While in the hospital, Howard received a letter from an uncle living in Israel that his father had survived the war, and was in miraculous shape. Howard both visited his father in Lithuania in the 70s, and helped get his father a visa to visit him in the United States. They maintained a great relationship until Leib passed away in 1995 at the age of 93.

After his recovery, Howard got his driver’s license and drove socialites in Germany around until 1947, when he received a letter from his old friend Albert telling him to move to the United States. So he did. In August of 1949, Howard moved to New York City, where he began to take night school classes to learn English.

“I asked people where in America I should move to, and they’d say, ‘What language do you speak?’ I said, ‘I speak German.’ They said to me, ‘Well, if you speak German, you have to go to Milwaukee. Everyone speaks German there,’” Howard said.

Albert lived in Milwaukee as well, and urged Howard to come.

“I told him I’m a little peeved at him because he should have told me to go somewhere else like San Diego, Arizona, or Florida where it’s nice and warm,” Howard chuckled.

In Milwaukee, Howard worked, enlisted in the draft for the Korean War, and eventually met the love of his life in 1950. Howard and Evelyn’s first date was at The Eagle’s Club where Howard immediately professed his love, despite Evelyn being steady with another boy.
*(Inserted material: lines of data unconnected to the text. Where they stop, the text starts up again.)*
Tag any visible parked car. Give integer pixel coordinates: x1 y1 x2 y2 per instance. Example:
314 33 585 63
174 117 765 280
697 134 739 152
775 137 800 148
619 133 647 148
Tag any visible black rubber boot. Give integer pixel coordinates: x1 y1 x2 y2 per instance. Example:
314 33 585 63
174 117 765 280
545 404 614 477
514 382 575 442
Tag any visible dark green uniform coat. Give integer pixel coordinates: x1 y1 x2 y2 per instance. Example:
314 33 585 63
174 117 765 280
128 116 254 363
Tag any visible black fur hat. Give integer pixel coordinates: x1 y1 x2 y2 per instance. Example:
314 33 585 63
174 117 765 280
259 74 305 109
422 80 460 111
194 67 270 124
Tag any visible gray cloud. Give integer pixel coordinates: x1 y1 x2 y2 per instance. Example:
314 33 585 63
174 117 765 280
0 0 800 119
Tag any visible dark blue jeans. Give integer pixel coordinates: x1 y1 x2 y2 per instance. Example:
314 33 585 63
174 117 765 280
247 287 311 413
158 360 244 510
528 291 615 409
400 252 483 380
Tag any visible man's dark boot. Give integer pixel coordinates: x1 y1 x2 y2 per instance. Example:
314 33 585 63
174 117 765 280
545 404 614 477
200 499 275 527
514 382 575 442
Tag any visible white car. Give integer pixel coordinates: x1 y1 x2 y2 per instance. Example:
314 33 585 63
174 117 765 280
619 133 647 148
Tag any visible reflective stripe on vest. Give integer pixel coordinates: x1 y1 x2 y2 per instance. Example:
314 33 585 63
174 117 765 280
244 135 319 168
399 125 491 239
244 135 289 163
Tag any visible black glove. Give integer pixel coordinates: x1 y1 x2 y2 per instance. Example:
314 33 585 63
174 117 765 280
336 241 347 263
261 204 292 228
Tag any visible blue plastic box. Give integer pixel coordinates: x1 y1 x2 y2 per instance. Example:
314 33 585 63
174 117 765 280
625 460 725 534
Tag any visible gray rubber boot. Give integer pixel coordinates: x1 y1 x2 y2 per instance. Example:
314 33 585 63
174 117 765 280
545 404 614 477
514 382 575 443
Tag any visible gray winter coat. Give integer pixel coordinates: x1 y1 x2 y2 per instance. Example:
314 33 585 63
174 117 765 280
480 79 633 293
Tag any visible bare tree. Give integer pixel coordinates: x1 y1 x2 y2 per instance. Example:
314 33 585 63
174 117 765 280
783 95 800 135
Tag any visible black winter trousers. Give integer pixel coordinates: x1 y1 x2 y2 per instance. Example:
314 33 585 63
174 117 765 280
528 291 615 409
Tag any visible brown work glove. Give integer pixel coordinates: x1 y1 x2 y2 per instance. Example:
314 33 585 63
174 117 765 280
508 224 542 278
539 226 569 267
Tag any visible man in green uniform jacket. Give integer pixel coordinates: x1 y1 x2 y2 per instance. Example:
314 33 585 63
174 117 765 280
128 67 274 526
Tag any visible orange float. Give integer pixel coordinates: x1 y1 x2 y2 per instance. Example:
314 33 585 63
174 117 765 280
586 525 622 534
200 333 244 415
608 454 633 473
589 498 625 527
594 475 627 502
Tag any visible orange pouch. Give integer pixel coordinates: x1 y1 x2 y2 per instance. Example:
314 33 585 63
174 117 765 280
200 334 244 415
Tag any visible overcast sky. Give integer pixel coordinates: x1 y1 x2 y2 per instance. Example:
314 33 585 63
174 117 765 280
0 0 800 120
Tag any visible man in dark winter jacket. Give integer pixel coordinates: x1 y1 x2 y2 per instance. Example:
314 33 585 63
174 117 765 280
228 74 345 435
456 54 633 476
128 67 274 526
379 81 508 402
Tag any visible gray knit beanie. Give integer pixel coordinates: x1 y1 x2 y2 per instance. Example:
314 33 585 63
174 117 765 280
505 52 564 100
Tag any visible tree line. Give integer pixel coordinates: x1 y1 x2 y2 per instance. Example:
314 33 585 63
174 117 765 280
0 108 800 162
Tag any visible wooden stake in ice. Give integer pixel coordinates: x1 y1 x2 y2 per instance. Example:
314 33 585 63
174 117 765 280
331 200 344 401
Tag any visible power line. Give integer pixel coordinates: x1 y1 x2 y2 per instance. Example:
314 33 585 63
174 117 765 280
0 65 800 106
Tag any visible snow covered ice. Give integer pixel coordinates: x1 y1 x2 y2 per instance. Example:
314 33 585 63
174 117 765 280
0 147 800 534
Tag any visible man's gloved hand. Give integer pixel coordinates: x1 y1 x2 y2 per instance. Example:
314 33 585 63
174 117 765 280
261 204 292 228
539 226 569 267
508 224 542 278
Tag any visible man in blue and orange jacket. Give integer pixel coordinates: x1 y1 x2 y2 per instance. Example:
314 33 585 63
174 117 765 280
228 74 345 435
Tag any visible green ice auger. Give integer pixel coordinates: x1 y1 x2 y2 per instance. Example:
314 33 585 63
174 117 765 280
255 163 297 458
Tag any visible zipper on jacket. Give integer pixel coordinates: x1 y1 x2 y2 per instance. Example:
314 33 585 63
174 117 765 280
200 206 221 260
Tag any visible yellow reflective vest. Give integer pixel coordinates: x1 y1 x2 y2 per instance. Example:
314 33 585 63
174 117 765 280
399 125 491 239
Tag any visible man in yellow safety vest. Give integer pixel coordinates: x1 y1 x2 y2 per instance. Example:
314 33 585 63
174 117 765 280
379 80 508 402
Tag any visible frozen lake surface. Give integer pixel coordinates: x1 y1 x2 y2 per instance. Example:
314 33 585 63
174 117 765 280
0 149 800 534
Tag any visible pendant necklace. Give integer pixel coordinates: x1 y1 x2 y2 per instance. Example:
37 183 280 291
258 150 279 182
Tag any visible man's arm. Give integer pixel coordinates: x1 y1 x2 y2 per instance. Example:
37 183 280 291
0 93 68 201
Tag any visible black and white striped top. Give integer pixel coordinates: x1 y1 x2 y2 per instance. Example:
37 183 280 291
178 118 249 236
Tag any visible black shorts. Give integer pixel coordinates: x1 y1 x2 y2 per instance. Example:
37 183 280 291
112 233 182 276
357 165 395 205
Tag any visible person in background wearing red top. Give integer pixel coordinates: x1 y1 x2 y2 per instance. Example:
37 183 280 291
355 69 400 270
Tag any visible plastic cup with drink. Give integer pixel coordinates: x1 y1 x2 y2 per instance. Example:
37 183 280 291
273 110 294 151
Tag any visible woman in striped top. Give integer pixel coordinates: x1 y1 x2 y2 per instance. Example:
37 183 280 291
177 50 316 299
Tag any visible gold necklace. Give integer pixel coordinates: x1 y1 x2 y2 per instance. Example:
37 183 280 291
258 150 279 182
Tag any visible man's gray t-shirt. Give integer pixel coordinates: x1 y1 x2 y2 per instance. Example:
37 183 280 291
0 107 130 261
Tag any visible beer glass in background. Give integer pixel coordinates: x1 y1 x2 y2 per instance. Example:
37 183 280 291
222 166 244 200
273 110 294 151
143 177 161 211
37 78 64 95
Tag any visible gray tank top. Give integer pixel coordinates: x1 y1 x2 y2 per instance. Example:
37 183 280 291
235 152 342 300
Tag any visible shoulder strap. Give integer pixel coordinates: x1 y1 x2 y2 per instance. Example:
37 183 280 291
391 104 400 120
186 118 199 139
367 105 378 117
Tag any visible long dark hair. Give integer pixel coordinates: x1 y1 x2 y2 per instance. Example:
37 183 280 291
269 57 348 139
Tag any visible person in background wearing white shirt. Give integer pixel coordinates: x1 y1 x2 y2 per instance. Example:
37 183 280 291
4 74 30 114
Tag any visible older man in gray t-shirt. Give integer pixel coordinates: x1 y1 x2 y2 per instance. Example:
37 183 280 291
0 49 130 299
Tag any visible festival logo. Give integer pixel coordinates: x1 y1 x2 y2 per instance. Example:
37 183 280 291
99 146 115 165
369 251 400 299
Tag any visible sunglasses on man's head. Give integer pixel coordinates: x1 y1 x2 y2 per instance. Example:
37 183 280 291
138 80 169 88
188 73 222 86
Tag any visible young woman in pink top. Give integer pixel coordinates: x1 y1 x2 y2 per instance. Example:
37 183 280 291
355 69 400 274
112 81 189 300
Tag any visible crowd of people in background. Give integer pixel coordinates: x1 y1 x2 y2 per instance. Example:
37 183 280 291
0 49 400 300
She ultimately returned the feeling and they got married, later having four children.

It’s now 2015, and Howard lives a life of peace, preaching tolerance by telling his story to local schools and community forums. Albert still lives in Milwaukee, and the two see each other often.

Where Howard doesn’t see something as horrifying as the Holocaust happening again, his heart does break thinking about the hate that still exists in the world. His mantra? Treat others like you would like to be treated.

“I want to leave this world better than I found it,” he said.